Contingency planning, negotiations on price both within the administration and with allies, as well as the OPEC+ production cut have also contributed to the delay, the report said.
The lack of the final details about how the cap will work has left the oil industry wondering whether Russian oil in transit on December 5 — an initial deadline — will face sanctions requirements, according to the report.
View of the prices of gas at the Shell gas station on Friday, March 25, 2022, in New York.
© AP Photo / Brittainy Newman
The US, Britain, and the European Union imposed several packages of sanctions against Moscow in response to its special military operation in Ukraine.

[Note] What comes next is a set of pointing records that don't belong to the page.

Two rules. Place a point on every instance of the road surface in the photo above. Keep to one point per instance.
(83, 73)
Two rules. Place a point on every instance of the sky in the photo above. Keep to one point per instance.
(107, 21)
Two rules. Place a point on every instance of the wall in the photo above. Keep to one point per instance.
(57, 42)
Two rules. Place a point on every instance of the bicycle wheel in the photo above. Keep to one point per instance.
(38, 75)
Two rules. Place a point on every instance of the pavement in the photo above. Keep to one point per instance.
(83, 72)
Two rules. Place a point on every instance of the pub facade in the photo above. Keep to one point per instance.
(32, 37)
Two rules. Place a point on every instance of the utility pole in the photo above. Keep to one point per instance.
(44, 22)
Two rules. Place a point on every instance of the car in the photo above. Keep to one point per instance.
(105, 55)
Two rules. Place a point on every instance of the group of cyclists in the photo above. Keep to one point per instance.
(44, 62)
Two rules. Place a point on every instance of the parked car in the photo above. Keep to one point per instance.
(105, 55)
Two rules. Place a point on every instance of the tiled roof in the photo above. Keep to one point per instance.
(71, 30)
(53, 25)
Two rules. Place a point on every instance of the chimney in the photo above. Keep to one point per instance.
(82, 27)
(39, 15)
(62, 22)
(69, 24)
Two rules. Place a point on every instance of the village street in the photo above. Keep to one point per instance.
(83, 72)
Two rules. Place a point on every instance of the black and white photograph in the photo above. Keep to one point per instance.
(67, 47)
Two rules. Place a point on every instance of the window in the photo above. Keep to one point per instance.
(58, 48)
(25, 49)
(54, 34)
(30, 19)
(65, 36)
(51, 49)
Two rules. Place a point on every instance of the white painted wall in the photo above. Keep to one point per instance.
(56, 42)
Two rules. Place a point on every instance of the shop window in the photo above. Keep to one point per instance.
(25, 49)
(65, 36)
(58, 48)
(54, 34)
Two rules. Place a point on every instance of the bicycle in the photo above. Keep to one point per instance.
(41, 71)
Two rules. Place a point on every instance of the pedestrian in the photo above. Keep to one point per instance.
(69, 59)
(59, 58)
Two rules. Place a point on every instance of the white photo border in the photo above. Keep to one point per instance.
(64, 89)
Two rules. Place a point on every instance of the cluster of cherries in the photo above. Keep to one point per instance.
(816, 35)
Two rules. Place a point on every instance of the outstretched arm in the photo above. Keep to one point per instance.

The sanctions have exacerbated ongoing problems on the fuel markets, resulting in a major energy crisis, rise in inflation, and spiking cost of living across the world.
At the same time, the G7 group has been discussing a possible cap on Russian oil prices, but has not been able to reach an agreement. In the meantime, Moscow has warned that a price cap on Russian fuel would result in another major crisis, adding that Russia would respond to such hostile measures.
Washington was hoping for a decline in fuel costs, as the US has been experiencing rising gasoline prices, urging OPEC+ to boost oil production. However, the group unanimously agreed in early October to decrease oil production by two million barrels per day starting in November in response to uncertainty on global energy markets.